Congo : la suppression du train Mbinda « est un acte criminel », selon les populations de l’ex cité Comilog

La vétusté de la ligne Dolisie – Mbinda (285km) a obligé récemment le Chemin de Fer Congo Océan (CFCO) de suspendre le trafic ferroviaire jusqu'à nouvel ordre. On ne pourra plus prendre le train voyageur pour Mbinda depuis Dolisie dans le Niari (sud). Pour les habitants de Mbinda, interrogés par les Echos du Congo-Brazzaville, « la suppression de ce train devient un acte criminel ».

« La frontière avec le Gabon fermée d’un côté, le train supprimé de l’autre, ce sont des populations qui vont en baver. Car les prix de denrées alimentaires de première nécessité vont flamber, l’enclavement va se prononcer davantage et des évacuations sanitaires vers Dolisie vont être impossibles à réaliser. Pour des localités plongées dans le noir depuis plus de 30 ans (le cas de M’binda), la suppression de ce train devient un acte criminel », a déclaré Jean Claude.

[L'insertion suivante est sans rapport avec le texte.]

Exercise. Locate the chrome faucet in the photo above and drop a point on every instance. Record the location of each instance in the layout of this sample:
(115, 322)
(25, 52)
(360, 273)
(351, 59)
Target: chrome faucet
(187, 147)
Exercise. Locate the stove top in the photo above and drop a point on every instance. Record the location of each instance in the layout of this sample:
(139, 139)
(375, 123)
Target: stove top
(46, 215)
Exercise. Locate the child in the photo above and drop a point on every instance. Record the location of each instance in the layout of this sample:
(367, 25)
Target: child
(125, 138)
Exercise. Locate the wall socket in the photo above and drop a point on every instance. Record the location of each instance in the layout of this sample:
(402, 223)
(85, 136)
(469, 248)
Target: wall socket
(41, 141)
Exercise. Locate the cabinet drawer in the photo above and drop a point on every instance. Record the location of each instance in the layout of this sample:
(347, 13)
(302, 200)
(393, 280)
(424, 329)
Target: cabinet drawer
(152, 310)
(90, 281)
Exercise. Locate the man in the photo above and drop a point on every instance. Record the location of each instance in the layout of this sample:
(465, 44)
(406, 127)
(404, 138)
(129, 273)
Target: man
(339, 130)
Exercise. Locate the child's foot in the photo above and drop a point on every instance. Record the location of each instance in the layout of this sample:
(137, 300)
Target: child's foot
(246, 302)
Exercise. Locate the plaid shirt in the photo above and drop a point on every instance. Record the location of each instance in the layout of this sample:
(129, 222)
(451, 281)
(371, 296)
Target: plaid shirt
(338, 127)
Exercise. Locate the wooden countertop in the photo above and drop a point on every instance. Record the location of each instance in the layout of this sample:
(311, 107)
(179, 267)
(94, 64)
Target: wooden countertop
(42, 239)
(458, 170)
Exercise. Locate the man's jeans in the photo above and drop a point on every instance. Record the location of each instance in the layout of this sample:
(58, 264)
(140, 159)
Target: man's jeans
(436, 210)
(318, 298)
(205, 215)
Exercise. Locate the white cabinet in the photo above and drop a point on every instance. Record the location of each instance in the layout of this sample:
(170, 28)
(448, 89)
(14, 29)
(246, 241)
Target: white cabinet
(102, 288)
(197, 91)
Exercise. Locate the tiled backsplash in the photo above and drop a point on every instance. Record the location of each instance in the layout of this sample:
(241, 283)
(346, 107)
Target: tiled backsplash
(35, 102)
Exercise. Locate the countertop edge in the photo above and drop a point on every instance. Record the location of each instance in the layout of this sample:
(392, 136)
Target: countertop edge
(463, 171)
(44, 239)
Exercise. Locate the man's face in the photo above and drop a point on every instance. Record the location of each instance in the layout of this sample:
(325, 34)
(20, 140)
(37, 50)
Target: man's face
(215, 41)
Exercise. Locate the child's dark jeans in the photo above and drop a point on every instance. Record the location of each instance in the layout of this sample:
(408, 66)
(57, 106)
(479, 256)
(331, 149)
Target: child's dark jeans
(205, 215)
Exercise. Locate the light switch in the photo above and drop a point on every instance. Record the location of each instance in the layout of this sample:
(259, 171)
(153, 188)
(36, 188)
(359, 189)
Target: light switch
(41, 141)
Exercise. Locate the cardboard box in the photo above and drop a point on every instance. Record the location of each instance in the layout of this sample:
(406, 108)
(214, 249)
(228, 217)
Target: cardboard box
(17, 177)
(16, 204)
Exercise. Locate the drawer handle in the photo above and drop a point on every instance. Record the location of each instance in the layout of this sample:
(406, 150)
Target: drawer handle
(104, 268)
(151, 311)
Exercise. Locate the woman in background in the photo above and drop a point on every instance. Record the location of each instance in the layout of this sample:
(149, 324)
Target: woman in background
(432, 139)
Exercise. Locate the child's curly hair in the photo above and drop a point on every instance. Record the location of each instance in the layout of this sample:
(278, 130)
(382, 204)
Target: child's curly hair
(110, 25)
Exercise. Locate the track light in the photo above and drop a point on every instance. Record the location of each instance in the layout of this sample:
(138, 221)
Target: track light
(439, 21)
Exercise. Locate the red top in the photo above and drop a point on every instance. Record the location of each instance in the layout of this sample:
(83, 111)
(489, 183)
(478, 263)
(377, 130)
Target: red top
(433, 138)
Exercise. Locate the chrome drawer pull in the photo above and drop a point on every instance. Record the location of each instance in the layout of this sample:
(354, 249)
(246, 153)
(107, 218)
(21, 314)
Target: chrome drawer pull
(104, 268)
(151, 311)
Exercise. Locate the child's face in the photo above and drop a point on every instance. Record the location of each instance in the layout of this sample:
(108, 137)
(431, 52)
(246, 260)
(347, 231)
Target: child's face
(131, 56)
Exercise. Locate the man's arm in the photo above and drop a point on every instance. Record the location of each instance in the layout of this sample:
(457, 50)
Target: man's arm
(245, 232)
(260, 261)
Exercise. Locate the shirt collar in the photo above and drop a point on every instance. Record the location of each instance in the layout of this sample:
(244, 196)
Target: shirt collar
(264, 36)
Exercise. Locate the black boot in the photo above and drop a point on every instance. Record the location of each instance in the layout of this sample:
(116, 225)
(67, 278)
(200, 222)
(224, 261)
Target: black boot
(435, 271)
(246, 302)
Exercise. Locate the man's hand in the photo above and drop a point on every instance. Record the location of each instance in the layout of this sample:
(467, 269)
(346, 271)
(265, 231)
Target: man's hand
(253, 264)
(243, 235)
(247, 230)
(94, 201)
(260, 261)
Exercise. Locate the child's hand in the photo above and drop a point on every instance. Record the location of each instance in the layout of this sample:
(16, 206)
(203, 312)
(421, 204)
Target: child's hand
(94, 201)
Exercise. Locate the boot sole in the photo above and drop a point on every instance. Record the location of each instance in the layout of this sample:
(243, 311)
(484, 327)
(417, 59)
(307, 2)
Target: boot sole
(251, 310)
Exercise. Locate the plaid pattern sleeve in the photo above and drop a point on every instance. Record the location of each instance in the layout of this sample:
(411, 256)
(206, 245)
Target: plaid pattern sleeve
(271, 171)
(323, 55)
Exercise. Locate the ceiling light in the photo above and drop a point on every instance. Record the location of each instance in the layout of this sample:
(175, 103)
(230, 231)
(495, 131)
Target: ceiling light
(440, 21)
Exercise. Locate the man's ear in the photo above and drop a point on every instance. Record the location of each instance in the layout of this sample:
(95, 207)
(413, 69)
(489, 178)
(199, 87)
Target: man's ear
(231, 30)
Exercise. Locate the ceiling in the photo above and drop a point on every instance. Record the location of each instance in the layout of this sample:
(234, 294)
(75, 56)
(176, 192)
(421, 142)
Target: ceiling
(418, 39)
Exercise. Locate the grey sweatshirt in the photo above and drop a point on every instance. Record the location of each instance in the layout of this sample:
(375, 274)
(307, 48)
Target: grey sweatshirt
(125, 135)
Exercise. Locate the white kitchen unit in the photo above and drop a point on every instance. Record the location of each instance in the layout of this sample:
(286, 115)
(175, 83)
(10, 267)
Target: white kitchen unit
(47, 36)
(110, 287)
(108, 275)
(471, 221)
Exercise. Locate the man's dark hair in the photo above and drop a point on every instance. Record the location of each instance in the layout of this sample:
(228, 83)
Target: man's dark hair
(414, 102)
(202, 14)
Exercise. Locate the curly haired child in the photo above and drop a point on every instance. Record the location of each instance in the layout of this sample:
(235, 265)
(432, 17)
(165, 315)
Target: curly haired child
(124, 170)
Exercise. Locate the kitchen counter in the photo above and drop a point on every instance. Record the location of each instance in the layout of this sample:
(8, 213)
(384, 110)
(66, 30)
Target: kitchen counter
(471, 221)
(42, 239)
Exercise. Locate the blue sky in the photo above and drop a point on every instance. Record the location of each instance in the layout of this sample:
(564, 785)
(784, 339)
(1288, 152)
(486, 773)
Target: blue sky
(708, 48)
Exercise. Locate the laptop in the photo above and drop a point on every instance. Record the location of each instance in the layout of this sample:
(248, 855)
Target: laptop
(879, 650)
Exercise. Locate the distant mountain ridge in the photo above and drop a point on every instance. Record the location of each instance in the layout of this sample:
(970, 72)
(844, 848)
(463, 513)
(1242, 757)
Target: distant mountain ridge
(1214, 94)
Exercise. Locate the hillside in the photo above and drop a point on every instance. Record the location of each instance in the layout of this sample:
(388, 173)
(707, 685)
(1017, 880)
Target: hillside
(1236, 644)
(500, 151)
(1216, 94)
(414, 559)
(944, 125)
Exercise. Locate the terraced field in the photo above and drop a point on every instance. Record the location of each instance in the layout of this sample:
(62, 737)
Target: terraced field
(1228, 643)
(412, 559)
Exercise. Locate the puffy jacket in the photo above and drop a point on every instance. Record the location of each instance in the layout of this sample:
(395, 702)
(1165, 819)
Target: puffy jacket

« C’est triste comme situation pour les populations qui vivent depuis 3 décennies dans des conditions précaires  et qui ont voté à 100% pour le Président de la République à la présidentielle du 21 mars dernier», nous a confié Saint Gabin.

Pour certains jeunes de Mbinda en colère, « le ministre des Transports de ce pays doit démissionner s’il lui reste encore un peu de courage ».

Pour d’autres, « tous les élus et cadres ressortissants des localités qui longent ce chemin de fer devraient organiser une marche devant les bureaux du premier ministre. Il va falloir se faire entendre, pour le bien de nos parents ».

On rappelle que depuis la fermeture de la compagnie Minière de l’Ogooué (COMILOG) en septembre 1991, la ville de Mbinda a perdu presque de toutes les commodités d’usages en un clin d’œil. Plus d’eau potable et d’électricité. Le désarroi des visiteurs ne se cache pas longtemps une fois le soleil couché. Dès la tombée de la nuit, la localité est plongée dans une obscurité totale. Les habitants résignés se retirent petit à petit chez eux en attendant le levé du jour. Les populations se désaltèrent désormais avec les eaux des puits ou de source. Les risques des maladies microbiennes sont grands.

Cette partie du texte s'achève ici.